Feature by Nikita Fernandes
If you’re curious about kinks, you’ve come to the right place. Chances are you’ve heard the word kink before, as we move towards a society where sex is less stigmatized and people are having more open conversations about it. Psychological researcher Samuel Hughes defines kinks as “consensual, non-traditional sexual, sensual, and intimate behaviors such as sadomasochism, domination and submission, erotic roleplaying, fetishism, and erotic forms of discipline.” Kinks provide a way for us to engage in non-traditional sex through the lens of consent and mutual agreement. It takes people beyond the heteronormative context and allows us to question and challenge the set norms of society. Seeking kink affirming spaces offer a wonderful way to meet like-minded people and learn more about the experience. New York City offers a myriad of ways to get involved in kink or sex-positive communities be it attending a BDSM conference, attending a play party, or getting a Fetlife profile, which is essentially a social platform that connects people with similar kinks.
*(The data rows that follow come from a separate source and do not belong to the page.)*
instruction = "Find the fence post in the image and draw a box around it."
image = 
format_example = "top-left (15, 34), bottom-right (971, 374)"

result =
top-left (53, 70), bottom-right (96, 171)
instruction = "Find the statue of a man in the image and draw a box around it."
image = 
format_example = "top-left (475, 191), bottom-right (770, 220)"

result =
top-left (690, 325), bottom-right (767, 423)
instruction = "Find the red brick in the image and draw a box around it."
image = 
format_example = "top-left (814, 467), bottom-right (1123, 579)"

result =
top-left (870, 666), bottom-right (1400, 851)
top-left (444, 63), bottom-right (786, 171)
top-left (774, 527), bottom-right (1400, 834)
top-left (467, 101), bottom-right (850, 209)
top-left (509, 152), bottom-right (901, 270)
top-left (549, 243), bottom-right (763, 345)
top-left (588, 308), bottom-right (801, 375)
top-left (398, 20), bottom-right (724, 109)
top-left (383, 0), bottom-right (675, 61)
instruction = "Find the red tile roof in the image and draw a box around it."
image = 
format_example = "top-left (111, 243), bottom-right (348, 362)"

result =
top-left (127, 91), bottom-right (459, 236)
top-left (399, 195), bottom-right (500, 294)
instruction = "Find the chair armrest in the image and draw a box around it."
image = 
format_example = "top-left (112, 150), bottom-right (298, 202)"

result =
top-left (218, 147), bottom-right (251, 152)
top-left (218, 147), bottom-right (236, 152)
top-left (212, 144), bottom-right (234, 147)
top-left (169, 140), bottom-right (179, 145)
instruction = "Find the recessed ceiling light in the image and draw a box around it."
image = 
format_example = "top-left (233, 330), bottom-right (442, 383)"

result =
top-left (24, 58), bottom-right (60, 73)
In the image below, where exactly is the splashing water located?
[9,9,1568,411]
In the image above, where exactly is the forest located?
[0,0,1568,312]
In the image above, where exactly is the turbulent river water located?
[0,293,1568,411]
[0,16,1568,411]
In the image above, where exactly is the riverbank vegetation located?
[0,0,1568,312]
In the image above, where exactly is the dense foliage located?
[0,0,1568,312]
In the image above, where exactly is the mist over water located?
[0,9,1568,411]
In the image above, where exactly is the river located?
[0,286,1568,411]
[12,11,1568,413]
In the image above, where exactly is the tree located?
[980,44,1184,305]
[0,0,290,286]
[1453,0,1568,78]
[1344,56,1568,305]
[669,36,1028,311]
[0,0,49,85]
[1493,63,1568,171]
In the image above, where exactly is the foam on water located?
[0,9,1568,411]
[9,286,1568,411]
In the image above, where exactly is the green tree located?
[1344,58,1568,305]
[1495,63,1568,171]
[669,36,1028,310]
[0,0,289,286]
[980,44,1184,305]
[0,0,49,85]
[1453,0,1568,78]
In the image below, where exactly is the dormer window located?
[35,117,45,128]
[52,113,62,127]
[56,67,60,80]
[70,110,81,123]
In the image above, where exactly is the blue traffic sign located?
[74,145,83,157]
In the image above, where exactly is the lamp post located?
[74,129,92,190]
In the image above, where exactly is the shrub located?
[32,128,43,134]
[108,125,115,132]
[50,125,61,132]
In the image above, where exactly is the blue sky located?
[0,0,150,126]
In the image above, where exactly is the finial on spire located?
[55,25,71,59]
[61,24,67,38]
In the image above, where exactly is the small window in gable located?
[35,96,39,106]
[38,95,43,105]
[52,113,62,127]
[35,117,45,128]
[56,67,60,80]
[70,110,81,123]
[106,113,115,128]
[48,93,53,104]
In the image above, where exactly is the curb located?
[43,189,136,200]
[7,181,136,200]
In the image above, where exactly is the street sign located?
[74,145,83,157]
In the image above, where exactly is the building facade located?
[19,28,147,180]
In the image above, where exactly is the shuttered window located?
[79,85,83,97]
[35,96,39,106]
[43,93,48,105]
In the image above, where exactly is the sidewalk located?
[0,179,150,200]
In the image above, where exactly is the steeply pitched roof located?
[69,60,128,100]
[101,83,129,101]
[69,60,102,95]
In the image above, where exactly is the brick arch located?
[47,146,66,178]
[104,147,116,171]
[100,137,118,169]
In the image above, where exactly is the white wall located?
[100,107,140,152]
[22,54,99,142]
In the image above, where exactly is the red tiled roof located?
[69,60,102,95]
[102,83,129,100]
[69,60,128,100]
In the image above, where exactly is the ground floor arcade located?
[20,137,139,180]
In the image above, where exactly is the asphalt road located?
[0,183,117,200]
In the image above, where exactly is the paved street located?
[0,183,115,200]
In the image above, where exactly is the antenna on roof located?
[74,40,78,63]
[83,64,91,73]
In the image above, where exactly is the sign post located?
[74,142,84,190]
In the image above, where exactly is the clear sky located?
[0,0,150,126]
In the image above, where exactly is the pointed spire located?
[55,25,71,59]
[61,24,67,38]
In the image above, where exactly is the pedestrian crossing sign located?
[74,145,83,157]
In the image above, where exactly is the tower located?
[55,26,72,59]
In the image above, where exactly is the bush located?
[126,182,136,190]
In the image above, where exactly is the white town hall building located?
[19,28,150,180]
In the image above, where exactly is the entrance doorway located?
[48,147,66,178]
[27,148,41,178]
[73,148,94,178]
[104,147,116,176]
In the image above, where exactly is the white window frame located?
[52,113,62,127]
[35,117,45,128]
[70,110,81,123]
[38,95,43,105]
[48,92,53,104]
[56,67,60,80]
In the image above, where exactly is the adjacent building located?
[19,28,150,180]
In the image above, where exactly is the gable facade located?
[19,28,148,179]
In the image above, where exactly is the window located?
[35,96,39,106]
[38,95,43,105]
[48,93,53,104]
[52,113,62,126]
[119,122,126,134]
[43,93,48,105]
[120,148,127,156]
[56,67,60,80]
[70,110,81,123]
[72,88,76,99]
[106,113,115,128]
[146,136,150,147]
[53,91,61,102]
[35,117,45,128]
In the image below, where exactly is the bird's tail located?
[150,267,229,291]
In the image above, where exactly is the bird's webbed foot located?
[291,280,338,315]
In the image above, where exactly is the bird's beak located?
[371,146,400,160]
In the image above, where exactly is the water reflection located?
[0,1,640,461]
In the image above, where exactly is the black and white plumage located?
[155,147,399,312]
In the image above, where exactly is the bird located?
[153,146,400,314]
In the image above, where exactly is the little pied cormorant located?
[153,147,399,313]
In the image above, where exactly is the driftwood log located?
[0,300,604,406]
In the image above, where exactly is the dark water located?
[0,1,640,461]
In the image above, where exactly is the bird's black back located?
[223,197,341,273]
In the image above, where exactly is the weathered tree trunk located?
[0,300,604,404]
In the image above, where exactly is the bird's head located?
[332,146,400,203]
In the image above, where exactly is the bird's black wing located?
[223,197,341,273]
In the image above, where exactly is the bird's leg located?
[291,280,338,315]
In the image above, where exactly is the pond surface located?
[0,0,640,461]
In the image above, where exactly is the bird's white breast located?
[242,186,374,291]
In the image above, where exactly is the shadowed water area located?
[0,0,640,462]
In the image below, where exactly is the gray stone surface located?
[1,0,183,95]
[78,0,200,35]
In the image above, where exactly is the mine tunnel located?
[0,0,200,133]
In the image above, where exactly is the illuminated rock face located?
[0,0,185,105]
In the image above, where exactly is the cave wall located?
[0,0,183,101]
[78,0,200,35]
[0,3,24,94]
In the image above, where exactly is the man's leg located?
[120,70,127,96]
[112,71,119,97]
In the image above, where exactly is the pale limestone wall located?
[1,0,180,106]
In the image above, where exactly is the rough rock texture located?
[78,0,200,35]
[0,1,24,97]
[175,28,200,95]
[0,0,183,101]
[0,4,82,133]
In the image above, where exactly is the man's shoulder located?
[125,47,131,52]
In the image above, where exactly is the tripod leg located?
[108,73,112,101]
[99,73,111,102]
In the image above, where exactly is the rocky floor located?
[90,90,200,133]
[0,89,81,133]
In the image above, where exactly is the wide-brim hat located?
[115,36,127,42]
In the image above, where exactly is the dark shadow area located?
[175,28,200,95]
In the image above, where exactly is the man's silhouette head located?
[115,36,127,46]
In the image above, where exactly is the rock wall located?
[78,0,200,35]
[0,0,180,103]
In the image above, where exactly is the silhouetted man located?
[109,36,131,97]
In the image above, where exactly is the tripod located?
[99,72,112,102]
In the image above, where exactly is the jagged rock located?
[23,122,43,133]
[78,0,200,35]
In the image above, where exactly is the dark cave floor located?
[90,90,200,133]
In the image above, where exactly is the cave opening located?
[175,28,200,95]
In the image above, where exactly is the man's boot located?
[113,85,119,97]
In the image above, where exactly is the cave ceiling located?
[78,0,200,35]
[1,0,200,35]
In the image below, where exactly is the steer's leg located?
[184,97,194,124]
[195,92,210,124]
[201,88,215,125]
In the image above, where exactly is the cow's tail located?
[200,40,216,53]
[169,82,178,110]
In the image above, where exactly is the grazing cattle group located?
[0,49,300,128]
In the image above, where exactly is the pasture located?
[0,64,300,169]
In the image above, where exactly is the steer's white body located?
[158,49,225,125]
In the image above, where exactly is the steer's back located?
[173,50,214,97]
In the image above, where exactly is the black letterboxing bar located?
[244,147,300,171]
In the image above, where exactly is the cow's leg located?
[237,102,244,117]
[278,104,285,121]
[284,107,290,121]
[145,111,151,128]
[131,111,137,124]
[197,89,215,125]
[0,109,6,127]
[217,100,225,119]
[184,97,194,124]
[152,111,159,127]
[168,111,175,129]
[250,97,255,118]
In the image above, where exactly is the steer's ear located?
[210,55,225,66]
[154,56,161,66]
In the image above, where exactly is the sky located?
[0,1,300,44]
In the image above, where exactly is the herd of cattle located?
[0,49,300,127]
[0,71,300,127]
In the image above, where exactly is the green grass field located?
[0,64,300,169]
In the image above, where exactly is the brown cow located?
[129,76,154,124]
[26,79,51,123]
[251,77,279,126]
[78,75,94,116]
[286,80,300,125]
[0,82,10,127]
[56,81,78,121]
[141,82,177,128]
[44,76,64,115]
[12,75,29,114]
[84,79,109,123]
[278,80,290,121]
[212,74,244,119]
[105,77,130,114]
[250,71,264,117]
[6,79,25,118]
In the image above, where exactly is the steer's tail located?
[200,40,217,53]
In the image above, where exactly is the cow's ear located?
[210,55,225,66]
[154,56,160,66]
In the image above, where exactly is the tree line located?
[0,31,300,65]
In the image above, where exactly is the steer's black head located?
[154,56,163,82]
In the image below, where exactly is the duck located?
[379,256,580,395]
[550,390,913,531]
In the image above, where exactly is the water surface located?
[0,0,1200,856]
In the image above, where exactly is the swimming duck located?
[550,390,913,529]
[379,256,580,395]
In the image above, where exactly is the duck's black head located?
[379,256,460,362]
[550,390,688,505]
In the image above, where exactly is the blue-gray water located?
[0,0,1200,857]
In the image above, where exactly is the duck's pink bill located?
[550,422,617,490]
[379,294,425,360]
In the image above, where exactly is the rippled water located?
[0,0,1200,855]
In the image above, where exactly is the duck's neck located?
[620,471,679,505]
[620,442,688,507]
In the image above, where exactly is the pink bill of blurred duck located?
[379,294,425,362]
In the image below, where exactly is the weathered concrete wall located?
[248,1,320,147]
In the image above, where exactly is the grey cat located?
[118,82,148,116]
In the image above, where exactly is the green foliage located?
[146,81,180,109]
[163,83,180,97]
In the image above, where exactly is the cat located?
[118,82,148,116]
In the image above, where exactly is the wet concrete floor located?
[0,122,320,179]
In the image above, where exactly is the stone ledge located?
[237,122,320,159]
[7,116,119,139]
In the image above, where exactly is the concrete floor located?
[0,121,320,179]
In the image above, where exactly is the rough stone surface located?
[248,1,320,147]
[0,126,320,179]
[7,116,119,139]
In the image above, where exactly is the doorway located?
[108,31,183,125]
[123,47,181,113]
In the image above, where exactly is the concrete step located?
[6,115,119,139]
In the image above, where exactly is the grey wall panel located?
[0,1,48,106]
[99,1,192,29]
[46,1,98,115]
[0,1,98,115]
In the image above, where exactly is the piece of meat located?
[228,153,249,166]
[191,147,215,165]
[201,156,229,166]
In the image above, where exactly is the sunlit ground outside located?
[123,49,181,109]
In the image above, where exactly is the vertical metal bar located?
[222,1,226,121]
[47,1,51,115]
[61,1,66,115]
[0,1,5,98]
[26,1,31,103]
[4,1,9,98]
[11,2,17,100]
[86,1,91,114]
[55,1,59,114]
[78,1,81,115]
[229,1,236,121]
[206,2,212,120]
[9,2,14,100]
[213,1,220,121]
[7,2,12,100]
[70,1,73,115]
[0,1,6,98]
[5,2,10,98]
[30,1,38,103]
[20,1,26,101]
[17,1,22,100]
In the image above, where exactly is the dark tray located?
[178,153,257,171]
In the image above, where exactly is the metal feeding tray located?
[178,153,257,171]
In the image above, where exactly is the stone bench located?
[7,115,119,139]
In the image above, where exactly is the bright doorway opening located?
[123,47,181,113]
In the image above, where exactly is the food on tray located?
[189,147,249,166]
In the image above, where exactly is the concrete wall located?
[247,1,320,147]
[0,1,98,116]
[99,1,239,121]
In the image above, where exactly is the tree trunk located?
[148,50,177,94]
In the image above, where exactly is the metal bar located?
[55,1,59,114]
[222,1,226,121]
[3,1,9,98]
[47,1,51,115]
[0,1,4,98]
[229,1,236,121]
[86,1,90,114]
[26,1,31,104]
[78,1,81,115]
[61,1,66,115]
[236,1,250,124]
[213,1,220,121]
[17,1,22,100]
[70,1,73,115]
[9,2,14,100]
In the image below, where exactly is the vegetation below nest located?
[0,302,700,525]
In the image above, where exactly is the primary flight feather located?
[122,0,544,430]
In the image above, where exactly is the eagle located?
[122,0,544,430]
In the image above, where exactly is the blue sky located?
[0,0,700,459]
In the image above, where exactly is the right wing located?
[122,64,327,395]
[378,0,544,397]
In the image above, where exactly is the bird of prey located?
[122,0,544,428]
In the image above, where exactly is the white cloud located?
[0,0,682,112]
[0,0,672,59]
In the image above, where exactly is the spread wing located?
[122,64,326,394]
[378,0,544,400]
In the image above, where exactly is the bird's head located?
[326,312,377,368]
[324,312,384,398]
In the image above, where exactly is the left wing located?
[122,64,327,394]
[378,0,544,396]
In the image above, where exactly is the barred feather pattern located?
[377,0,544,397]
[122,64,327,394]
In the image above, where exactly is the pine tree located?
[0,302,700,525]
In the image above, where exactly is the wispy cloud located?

Exploring the kink community can be an awakening and empowering experience for people who previously felt isolated and stigmatized about their kink identity before. People with kinks were historically pathologized which took away people’s access to education about it from a non-pathologizing standpoint. This can lead to people engaging in kink without the awareness that they need to do so in a safe way. While navigating a new kink space, it is crucial to gain awareness and education about how people participate in kink dynamics. Sex-positive groups have been advocating for education in these spaces and often host guest speakers that give talks about non-monogamy, the leather community, and other topics that one might not be exposed to in their everyday life. Awareness about consent, boundaries, preparation, and after-care are emphasized and often get overlooked by people who are starting out. Learning about kink can give them a new understanding of kink and fetishes and how to navigate sex-affirming spaces in a way that feels comfortable to them.
There is a wealth of knowledge to be absorbed about the kink world. A good place to start would be to pick up a book or search for community educational events. Playing Well With Others: Your Field Guide to Discovering, Navigating and Exploring the Kink, Leather and BDSM Communities, by Lee Harrington for example explores a variety of topics including easing into sex communities, navigating kink aftercare, and exploring play parties.
Kink will feel more approachable and less intimidating when we arm ourselves with knowledge before diving in.